The dirt road continues up the valley, becoming more and more uneven. It is about a kilometre walk up the valley until you reach a wooden bridge, or better: a wooden plank or gangway looking horribly unsafe. Then the path goes up along a (mostly dry) tributary stream to the cave entrance. To see the first glimpses of the enormous entrance portal is really thrilling.
Entrance portals are often much bigger than the cave behind, as the cave entrance is widened by weathering, especially by frost. Not so in this case: the cave behind the entrance is nearly the same size and stays so for several hundred meters. The first huge hall has enough light from the entrance and from a side entry. It is about 25 m high and 40 m wide. For a small passage at the end you need an electric torch. The main passage turns right and is now blocked by a massive wall. The 4 m high wall looks a little lost in the huge passage.
The huge first part, the entrance hall, is accessible without a tour, so if you visit the cave outside the open hours, it is still worth a visit. At the wall, the real cave tour starts. The cave has no electric light, everybody should bring a very good torch. The guides provide several old carbide lamps for visitors without a torch, but it is a little tricky to use them.
The cave has three levels, the main passage is the middle level. The first thing on the tour is to leave this level and climb up to the top level. A massive dripstone flow to the right is climbed on a rickety ladder, a rather good argument for some visitors, to quit the tour at this point. Fortunately this is the most difficult spot of the tour, although there are not the paths a show cave visitor is used to. The path is more like a hike in the alps and visitors should wear good shoes. But if you managed this first ascend, the rest of the tour is a rather comfortable hike.
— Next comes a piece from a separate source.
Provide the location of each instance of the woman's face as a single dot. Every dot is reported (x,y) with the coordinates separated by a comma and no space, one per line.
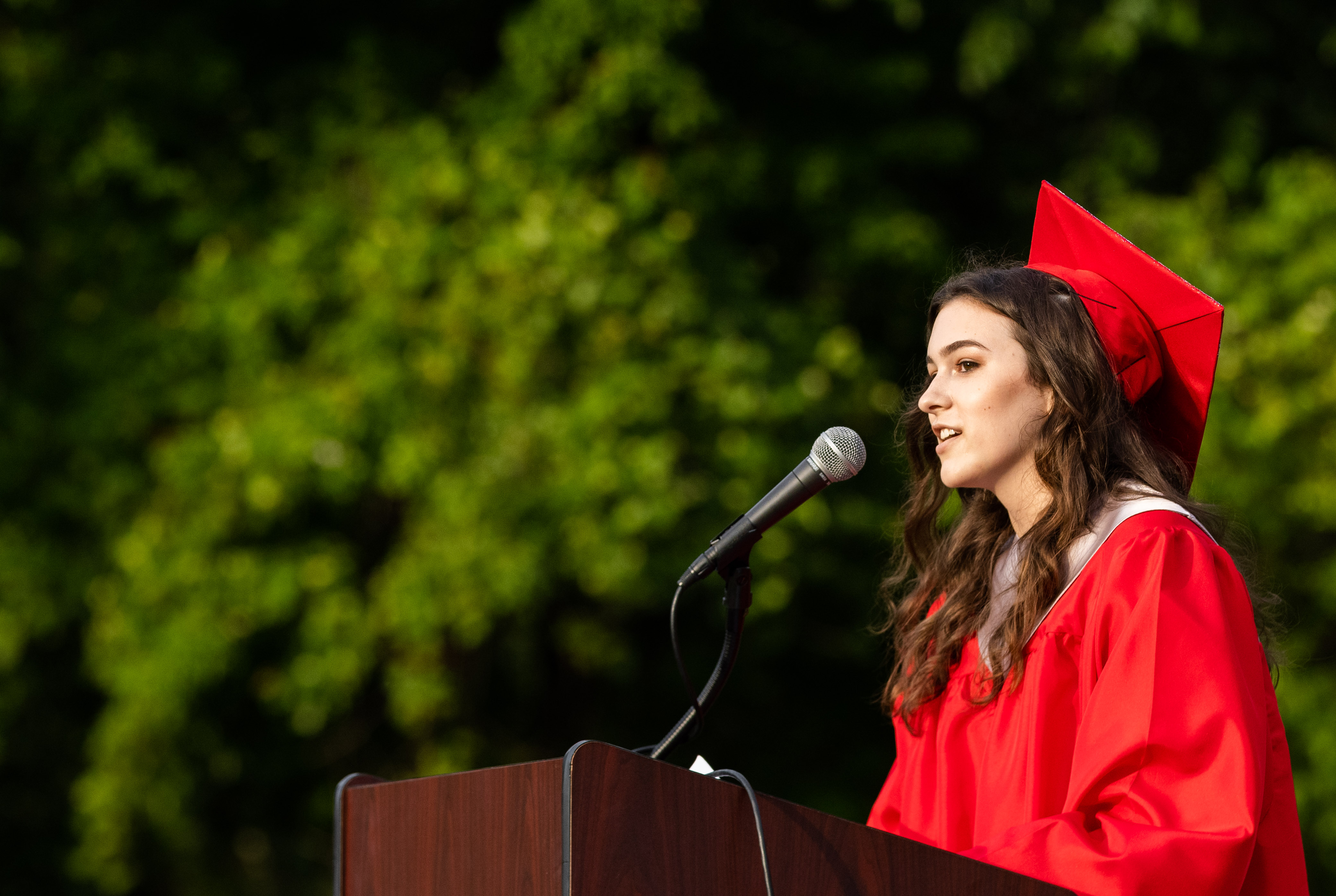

Climbing up a steep passage the visitor reaches the upper level, which has numerous flow passages, nice erosive profiles, and bats. The huge dripstones are impressive, but dead. Some of them might be reactivated in times with more water, but most of them are absolutely dry. Still, they look bright white as does the whole cave. The limestone seems to be very pure and the are very little remains of previous centuries.
The path follows the main passage from chamber to chamber, a big tour group is usefull, as torches and carbide lamps have probems to light the enormous halls. From time to time a dark abyss gives way to the middle level below. After some time the first descend is reached. Here the short tour goes down a steep slope, the long tour continues in the upper level. It goes down another connection.
The descends are the second difficult parts of the cave tour. They are steep and wet, and tend to be slippery. But anybody who made the ascend should also make the descend.
The cave has numerous huge stalactites at the ceiling of the main passage. They are tilted towards the cave entrance, some if them are tilted and curved. It seems, at least while water flows in the wet spring, and the stalagmites grow, there is a constant air stream out of the cave.